You can use this example to discover and understand how to use scenarios and events models to run a simulation. As the simulation has random processes to simulate variability, a Monte Carlo approach is a good way to analyze the organization behaviour. To add variability, you can activate / deactivate models and murphies; you can also schedule events during the simulation. The objective of this example is to show how to use, configure and see the impacts of this approach on results.
To run a simulation, you must at least define one scenario. it will basically allow to define which parameter allows to stop the simulation and for which value. There are thress pre-defined scenarios : * Time based * Tasks based * Messages based You can define your own scenario. A simulation may be define with multiple scenarios.
To add variability, you can schedule events during the simulation. You will find by design one shot, cyclical and random events. You can only use scenarios if you choose. But the scenarios and the events are different by design. The scenario is an agent, has its own life cycle, interacts with other agents via asynchronous messages; where events is a simple class that can be used directly by the agent via an EventHandler.
At least one scenario is required to run a simulation, then you choose what best suits your needs for variability between scenarios and events.
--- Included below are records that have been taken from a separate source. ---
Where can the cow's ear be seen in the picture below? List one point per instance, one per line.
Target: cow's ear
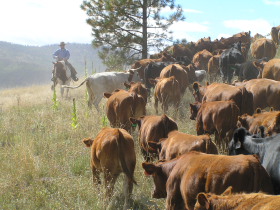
(173, 68)
(237, 145)
(196, 86)
(107, 95)
(127, 85)
(203, 201)
(149, 168)
(154, 146)
(135, 121)
(258, 110)
(192, 106)
(228, 191)
(88, 142)
(153, 81)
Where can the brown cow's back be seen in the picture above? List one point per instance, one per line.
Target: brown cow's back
(167, 91)
(178, 143)
(265, 93)
(178, 72)
(201, 172)
(153, 128)
(242, 201)
(122, 105)
(263, 48)
(271, 70)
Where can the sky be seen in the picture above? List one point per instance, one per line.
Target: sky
(44, 22)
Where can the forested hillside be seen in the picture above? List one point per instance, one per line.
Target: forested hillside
(27, 65)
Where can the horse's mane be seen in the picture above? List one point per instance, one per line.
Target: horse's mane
(61, 71)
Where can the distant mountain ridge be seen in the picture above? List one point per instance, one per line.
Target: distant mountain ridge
(28, 65)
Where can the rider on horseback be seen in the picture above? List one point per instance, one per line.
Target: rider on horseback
(64, 54)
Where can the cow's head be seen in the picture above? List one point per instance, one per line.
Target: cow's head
(194, 108)
(154, 147)
(169, 124)
(236, 144)
(203, 200)
(243, 121)
(88, 142)
(136, 122)
(198, 92)
(159, 177)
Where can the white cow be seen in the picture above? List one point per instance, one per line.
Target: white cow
(61, 75)
(99, 83)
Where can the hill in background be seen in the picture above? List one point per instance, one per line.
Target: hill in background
(31, 65)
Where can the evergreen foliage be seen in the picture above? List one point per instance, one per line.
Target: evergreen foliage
(130, 26)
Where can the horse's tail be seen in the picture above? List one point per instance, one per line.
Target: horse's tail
(74, 87)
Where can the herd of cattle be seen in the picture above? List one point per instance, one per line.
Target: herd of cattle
(189, 172)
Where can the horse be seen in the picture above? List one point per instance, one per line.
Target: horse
(61, 75)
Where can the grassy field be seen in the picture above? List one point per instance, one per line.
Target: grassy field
(45, 165)
(43, 162)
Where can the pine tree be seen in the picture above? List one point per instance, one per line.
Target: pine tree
(130, 26)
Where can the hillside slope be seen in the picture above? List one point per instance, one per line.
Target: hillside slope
(28, 65)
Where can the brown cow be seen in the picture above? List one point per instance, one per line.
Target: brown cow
(167, 92)
(240, 201)
(153, 128)
(137, 88)
(265, 93)
(182, 52)
(204, 43)
(269, 120)
(216, 117)
(141, 64)
(112, 152)
(263, 48)
(271, 69)
(213, 67)
(225, 92)
(275, 34)
(201, 58)
(181, 179)
(178, 143)
(244, 37)
(179, 73)
(122, 105)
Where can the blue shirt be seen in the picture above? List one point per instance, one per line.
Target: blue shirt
(61, 54)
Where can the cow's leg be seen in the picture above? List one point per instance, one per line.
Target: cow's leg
(156, 105)
(96, 176)
(127, 190)
(146, 155)
(109, 181)
(62, 92)
(53, 85)
(96, 102)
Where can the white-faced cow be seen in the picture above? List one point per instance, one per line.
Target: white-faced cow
(99, 83)
(267, 149)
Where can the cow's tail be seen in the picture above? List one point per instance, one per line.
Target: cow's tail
(121, 152)
(247, 102)
(74, 87)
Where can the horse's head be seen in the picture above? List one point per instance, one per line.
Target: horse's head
(60, 71)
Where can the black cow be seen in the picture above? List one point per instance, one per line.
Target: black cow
(268, 150)
(250, 69)
(228, 59)
(152, 71)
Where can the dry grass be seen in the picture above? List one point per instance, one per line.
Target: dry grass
(44, 164)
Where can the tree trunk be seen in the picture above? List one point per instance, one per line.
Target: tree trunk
(144, 30)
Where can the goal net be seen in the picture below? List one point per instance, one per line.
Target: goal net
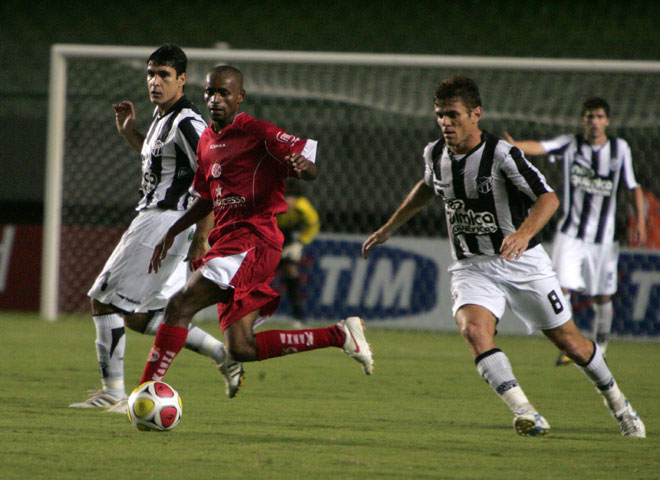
(372, 116)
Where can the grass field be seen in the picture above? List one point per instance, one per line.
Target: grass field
(424, 414)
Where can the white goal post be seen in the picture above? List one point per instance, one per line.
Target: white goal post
(378, 89)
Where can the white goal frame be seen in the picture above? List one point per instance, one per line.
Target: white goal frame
(57, 110)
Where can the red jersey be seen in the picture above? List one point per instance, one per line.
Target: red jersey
(242, 170)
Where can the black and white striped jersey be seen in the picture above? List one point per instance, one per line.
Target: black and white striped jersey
(169, 157)
(591, 181)
(487, 193)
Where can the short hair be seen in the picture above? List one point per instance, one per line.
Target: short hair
(459, 88)
(170, 55)
(595, 103)
(229, 71)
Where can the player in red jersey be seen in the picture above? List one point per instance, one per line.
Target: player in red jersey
(242, 167)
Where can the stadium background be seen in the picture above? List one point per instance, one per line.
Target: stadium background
(528, 29)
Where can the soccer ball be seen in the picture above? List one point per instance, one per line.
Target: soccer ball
(154, 406)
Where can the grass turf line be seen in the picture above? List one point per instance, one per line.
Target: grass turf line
(425, 413)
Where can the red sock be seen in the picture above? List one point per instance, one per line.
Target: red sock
(275, 343)
(169, 341)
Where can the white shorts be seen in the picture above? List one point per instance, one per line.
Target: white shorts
(125, 282)
(590, 268)
(528, 286)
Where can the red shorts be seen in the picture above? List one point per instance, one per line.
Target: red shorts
(246, 263)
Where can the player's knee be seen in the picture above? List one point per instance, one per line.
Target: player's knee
(177, 311)
(579, 349)
(137, 322)
(472, 333)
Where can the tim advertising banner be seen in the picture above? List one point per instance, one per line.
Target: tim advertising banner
(405, 284)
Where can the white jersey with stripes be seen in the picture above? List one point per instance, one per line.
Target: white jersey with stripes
(169, 157)
(592, 176)
(487, 193)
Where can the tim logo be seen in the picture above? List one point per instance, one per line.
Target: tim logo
(392, 282)
(284, 137)
(484, 184)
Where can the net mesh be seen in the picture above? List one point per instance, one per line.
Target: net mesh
(372, 123)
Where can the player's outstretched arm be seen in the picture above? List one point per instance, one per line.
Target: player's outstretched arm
(200, 209)
(514, 245)
(304, 168)
(639, 233)
(414, 202)
(125, 121)
(529, 147)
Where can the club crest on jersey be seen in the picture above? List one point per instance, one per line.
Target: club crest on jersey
(216, 170)
(284, 137)
(149, 182)
(157, 149)
(484, 184)
(466, 220)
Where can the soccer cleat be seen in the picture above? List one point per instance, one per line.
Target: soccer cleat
(233, 374)
(120, 407)
(629, 422)
(562, 360)
(99, 398)
(531, 424)
(355, 345)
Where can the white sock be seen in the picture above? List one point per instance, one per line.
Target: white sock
(110, 348)
(201, 342)
(198, 340)
(495, 368)
(600, 375)
(604, 312)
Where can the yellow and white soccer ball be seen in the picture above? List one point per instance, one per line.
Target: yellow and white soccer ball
(154, 406)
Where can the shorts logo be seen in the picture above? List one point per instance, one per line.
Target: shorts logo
(484, 184)
(284, 137)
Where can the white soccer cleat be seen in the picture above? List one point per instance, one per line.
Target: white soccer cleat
(120, 407)
(531, 424)
(629, 422)
(99, 398)
(233, 374)
(355, 345)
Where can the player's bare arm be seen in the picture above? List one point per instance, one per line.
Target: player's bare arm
(639, 234)
(414, 202)
(125, 121)
(305, 169)
(200, 245)
(529, 147)
(514, 245)
(198, 211)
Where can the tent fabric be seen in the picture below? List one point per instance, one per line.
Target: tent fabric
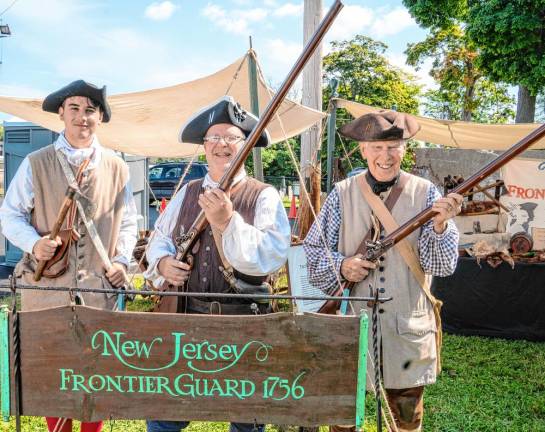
(464, 135)
(147, 123)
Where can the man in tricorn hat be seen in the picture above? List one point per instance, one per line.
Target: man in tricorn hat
(407, 323)
(247, 238)
(35, 195)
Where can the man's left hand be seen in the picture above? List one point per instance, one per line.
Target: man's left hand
(217, 207)
(446, 209)
(117, 275)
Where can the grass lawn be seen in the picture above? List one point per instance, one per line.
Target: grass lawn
(487, 385)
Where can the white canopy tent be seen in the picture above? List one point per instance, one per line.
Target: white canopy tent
(464, 135)
(147, 123)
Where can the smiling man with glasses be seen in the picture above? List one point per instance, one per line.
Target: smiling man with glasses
(247, 239)
(407, 326)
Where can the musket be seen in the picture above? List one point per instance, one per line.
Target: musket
(376, 249)
(67, 203)
(188, 239)
(61, 216)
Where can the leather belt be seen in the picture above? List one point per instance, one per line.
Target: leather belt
(195, 305)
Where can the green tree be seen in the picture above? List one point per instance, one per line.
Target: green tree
(511, 38)
(366, 76)
(464, 92)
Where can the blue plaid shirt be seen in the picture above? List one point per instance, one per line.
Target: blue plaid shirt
(438, 252)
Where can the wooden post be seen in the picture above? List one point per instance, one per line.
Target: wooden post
(312, 88)
(254, 102)
(331, 131)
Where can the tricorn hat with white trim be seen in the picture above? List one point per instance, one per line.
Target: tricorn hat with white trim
(53, 101)
(224, 110)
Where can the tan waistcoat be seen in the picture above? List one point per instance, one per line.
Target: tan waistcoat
(104, 186)
(406, 323)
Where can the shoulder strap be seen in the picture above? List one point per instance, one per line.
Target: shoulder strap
(389, 223)
(409, 255)
(390, 202)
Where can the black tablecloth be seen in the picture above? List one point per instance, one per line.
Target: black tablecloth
(501, 302)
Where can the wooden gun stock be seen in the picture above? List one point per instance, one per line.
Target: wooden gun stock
(226, 181)
(381, 247)
(61, 216)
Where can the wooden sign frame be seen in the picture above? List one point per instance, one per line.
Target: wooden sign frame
(90, 364)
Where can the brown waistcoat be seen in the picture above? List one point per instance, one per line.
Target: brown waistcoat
(104, 186)
(206, 276)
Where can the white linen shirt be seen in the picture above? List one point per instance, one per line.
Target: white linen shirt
(255, 250)
(19, 202)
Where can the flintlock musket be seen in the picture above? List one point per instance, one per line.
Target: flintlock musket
(379, 248)
(188, 239)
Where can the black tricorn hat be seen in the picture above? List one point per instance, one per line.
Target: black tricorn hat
(224, 110)
(53, 101)
(381, 126)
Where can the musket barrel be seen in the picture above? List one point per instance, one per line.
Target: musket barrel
(427, 214)
(200, 222)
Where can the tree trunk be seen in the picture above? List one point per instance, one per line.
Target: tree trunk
(526, 106)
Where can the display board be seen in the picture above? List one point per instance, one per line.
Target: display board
(284, 368)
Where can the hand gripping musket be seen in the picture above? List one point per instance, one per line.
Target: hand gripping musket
(187, 240)
(379, 248)
(61, 216)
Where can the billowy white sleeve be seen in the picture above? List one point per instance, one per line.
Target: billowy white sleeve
(260, 249)
(17, 207)
(128, 229)
(161, 244)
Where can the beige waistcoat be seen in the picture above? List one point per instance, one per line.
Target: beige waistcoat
(406, 325)
(104, 186)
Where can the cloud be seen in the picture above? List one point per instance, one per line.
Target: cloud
(393, 22)
(351, 21)
(289, 9)
(56, 11)
(160, 11)
(422, 75)
(282, 53)
(236, 21)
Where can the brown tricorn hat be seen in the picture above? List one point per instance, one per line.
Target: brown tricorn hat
(381, 126)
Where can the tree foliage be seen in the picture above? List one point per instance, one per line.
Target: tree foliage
(437, 13)
(511, 38)
(366, 76)
(464, 92)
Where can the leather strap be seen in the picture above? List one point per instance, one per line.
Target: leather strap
(410, 257)
(390, 202)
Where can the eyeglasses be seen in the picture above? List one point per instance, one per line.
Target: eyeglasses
(391, 149)
(229, 139)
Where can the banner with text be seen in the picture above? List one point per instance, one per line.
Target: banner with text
(525, 183)
(281, 368)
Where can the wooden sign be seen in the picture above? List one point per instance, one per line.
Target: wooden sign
(90, 365)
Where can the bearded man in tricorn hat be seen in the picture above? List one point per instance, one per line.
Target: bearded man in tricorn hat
(247, 238)
(35, 195)
(407, 324)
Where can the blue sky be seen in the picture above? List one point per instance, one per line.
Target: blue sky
(141, 44)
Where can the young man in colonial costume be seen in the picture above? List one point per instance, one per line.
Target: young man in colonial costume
(34, 198)
(248, 232)
(407, 324)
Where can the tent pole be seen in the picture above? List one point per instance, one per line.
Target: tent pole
(254, 106)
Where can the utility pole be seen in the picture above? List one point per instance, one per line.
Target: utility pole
(254, 102)
(312, 88)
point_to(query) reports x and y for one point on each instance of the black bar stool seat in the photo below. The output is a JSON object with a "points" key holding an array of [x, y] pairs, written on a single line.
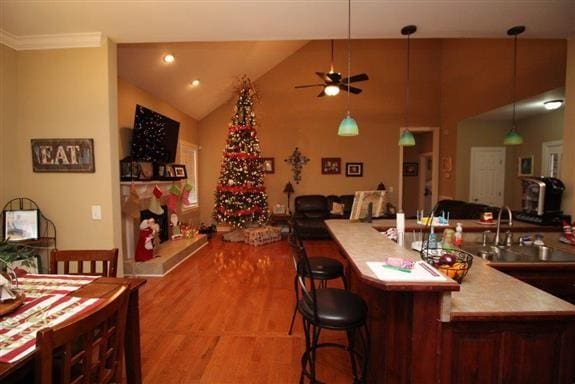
{"points": [[324, 268], [336, 309]]}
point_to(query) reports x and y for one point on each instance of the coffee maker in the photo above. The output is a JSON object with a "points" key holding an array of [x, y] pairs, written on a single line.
{"points": [[541, 200]]}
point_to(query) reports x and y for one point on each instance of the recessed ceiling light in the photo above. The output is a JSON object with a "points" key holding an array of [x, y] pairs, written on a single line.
{"points": [[331, 90], [553, 104]]}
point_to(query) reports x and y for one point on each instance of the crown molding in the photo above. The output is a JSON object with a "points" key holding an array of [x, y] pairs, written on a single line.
{"points": [[68, 40]]}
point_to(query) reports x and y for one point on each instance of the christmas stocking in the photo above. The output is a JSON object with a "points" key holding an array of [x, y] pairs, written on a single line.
{"points": [[186, 194], [155, 206], [173, 197], [131, 206], [568, 232]]}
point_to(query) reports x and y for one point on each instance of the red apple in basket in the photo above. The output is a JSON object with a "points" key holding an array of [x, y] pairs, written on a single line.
{"points": [[447, 259]]}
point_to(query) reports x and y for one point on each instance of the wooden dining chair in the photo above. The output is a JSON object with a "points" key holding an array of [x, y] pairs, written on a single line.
{"points": [[89, 349], [87, 262]]}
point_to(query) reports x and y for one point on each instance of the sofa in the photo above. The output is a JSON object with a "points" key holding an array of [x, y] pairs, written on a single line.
{"points": [[311, 211]]}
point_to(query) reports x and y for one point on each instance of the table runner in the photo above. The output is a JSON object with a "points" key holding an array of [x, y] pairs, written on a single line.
{"points": [[47, 304]]}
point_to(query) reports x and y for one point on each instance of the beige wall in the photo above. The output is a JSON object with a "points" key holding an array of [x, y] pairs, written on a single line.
{"points": [[535, 131], [568, 171], [290, 118], [477, 76], [70, 93], [8, 123], [547, 126]]}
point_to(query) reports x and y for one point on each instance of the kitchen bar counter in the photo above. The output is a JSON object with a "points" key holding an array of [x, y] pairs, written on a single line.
{"points": [[468, 226], [492, 328]]}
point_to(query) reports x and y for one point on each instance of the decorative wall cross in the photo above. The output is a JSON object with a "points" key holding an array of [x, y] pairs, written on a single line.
{"points": [[297, 161]]}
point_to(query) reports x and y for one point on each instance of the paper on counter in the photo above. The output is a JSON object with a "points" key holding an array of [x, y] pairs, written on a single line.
{"points": [[418, 273]]}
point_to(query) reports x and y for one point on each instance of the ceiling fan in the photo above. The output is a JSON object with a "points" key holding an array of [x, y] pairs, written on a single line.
{"points": [[333, 82]]}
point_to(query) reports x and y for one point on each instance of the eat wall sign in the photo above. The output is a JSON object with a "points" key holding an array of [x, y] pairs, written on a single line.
{"points": [[63, 155]]}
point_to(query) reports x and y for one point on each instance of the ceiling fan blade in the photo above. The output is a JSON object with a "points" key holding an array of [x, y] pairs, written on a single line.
{"points": [[355, 78], [353, 90], [322, 76], [309, 85], [334, 77]]}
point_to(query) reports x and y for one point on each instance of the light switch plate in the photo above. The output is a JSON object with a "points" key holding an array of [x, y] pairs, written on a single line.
{"points": [[96, 212]]}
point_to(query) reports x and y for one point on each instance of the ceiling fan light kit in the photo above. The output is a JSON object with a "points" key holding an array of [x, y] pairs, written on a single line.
{"points": [[513, 137], [406, 139]]}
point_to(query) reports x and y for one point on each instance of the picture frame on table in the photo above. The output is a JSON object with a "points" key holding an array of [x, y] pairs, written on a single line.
{"points": [[525, 166], [353, 169], [269, 164], [180, 171], [410, 169], [21, 224], [146, 170], [330, 165]]}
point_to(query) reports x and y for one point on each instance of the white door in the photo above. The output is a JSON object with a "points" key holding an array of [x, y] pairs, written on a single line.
{"points": [[487, 175], [551, 153]]}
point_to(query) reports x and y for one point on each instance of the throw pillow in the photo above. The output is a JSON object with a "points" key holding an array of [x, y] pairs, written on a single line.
{"points": [[336, 209]]}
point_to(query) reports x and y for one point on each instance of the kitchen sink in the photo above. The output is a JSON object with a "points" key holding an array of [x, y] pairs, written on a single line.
{"points": [[518, 254]]}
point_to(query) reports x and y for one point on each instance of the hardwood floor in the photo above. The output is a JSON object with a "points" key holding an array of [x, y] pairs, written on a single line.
{"points": [[222, 317]]}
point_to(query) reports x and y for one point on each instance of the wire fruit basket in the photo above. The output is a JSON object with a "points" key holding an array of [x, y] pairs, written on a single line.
{"points": [[453, 263]]}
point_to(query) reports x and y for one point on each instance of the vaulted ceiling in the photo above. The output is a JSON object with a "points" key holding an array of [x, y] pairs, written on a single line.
{"points": [[263, 33]]}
- Agents performing tasks according to their availability, knowledge and beliefs
- Random process to assign the weight of tasks
Due to models and murphies, capacity may diverge from the number of tasks performed because of the blockers or unavailability of the agents. Adding events such as new person needing to learn existing knowledge, or new knowledge for all the persons will also have an impact on the results. In a Monte Carlo approach, you perform a number of iterations with the same configuration and analyse the results with a histogram chart of a frequency distribution in which the height of the bars are proportional to the result frequencies.